On Wednesday, June 19, just three days into its eight-week season, the Music Academy of the West hosted a superb early recital as part of a new string quartet development program. Sixteen string players were preselected and divided into four quartets; they arrived a week early and immediately got to work with the fine coaches of the Takács Quartet. The quartet format, string players will assure one, is extremely difficult. There’s a lot that must be right — the highly exposed single parts must be played well; a consensus in interpretation must be achieved and so must that often-elusive sense of blend. Still, these intrepid early birds could not have asked for better conditions for study, arriving days before the hundreds of other fellows and thus taking advantage of the calm before the storm.

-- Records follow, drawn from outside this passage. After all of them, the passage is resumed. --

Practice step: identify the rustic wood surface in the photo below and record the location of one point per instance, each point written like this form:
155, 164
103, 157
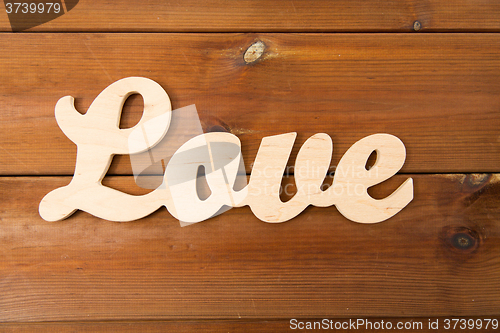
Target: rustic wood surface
443, 262
275, 16
254, 69
439, 93
217, 326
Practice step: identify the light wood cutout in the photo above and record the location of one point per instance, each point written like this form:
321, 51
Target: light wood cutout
98, 137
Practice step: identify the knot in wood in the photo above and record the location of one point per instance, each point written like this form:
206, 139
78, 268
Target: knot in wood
254, 52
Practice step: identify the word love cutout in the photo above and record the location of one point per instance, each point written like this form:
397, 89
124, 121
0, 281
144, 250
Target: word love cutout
98, 137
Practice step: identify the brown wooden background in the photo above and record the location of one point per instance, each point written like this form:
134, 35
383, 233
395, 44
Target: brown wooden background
346, 68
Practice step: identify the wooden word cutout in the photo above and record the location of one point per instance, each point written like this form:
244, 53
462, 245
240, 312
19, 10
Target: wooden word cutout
98, 137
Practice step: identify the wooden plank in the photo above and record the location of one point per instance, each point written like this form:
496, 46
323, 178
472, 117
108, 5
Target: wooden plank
437, 257
275, 16
438, 93
217, 326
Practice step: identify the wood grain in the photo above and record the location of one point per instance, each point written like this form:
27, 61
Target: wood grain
274, 16
438, 93
438, 257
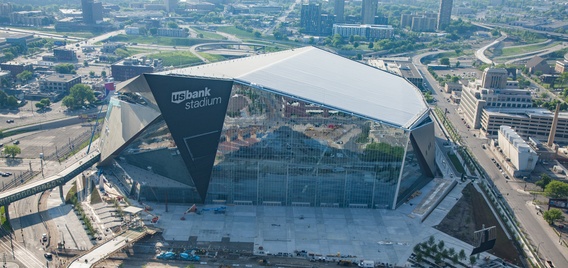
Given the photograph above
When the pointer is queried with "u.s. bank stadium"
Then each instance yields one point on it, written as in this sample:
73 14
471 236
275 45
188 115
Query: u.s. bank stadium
302 127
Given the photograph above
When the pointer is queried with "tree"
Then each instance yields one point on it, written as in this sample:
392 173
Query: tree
552 215
431 240
544 180
12 150
24 76
556 189
65 68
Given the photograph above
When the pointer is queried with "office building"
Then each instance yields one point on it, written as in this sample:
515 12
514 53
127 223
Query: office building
369 32
171 5
172 32
92 11
301 127
444 14
338 11
131 67
62 54
58 83
520 155
310 19
491 92
369 11
423 24
16 68
528 123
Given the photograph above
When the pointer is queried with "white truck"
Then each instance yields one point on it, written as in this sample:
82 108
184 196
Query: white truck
367 264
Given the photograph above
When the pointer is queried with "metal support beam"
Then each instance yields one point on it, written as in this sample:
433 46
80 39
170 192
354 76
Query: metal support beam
61 193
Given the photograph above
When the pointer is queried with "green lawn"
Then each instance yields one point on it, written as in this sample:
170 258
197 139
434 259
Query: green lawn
209 35
176 58
159 40
212 57
234 31
509 51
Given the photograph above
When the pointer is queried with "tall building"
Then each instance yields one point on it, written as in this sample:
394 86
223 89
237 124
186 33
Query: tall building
301 127
369 11
338 11
493 78
445 14
491 92
87 8
310 18
369 32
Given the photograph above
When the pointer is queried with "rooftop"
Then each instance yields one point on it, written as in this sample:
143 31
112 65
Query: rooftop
321 77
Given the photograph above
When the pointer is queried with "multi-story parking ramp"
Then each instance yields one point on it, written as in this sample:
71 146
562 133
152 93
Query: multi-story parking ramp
26 190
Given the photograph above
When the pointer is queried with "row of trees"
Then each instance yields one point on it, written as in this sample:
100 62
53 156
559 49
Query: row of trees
79 94
439 252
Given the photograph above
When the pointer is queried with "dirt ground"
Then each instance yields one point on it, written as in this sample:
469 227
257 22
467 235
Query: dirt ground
472 213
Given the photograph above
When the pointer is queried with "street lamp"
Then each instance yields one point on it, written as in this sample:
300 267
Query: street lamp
537 249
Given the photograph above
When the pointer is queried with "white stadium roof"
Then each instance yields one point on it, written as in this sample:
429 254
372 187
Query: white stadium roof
324 78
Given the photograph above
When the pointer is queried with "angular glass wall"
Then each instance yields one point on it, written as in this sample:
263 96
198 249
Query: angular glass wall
278 150
153 161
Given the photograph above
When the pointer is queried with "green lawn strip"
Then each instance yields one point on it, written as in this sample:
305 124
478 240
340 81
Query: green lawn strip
159 40
509 51
176 58
209 35
212 57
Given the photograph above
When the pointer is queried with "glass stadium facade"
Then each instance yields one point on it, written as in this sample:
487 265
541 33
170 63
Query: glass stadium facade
240 143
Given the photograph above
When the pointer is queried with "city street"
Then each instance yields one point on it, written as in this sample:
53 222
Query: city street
536 229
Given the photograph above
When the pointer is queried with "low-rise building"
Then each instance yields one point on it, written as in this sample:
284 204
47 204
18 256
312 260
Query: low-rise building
131 67
450 87
172 32
527 122
368 31
16 68
522 157
538 64
62 54
561 66
59 84
491 92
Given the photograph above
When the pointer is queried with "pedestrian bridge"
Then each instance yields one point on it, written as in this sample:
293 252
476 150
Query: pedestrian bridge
29 189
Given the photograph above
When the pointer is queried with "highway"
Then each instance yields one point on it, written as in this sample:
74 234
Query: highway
513 191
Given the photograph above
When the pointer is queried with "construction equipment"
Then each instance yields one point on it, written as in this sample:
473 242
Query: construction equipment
168 255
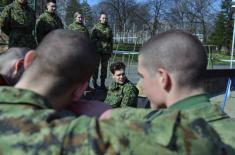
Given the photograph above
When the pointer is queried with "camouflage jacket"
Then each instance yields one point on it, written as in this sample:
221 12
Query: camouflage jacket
79 27
194 106
18 22
30 126
102 37
47 22
122 95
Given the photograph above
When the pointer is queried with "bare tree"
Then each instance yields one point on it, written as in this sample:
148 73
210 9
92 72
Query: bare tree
193 15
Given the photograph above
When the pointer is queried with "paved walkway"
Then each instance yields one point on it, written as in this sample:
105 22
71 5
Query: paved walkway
230 105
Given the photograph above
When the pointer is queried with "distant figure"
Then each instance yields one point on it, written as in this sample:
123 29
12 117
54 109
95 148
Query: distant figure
172 65
17 20
102 37
48 21
121 92
78 24
12 65
33 119
142 101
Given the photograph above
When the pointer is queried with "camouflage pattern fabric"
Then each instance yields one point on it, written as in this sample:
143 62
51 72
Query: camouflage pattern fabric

To face a different kind of storm — for there was plenty of agitation in the selections played. The evening was weighted toward the great Hungarian composer Béla Bartók, with three of the groups playing challenging movements from his string quartets No. 4, 5, and 6. But who better to provide guidance on Bartók than the members of Takács, a group formed in 1975 by students at Franz Liszt Academy in Budapest? Their authoritative recordings of Bartók’s six string quartets merited a 1998 Gramophone Award, and their regular collaborations with the Hungarian folk ensemble Muzsikás probe Bartók’s roots. Academy Fellows’ and their mentors’ labors paid off, rewarding the audience with fresh, confident renderings of Bartók’s dark harmonies, complex textures, and savage drama.

The final group finished the evening with the last two movements of Beethoven’s Op. 59, No. 3 quartet in sunny C major, keying a delighted audience back to the pending summer and succulent musical feasts yet to come.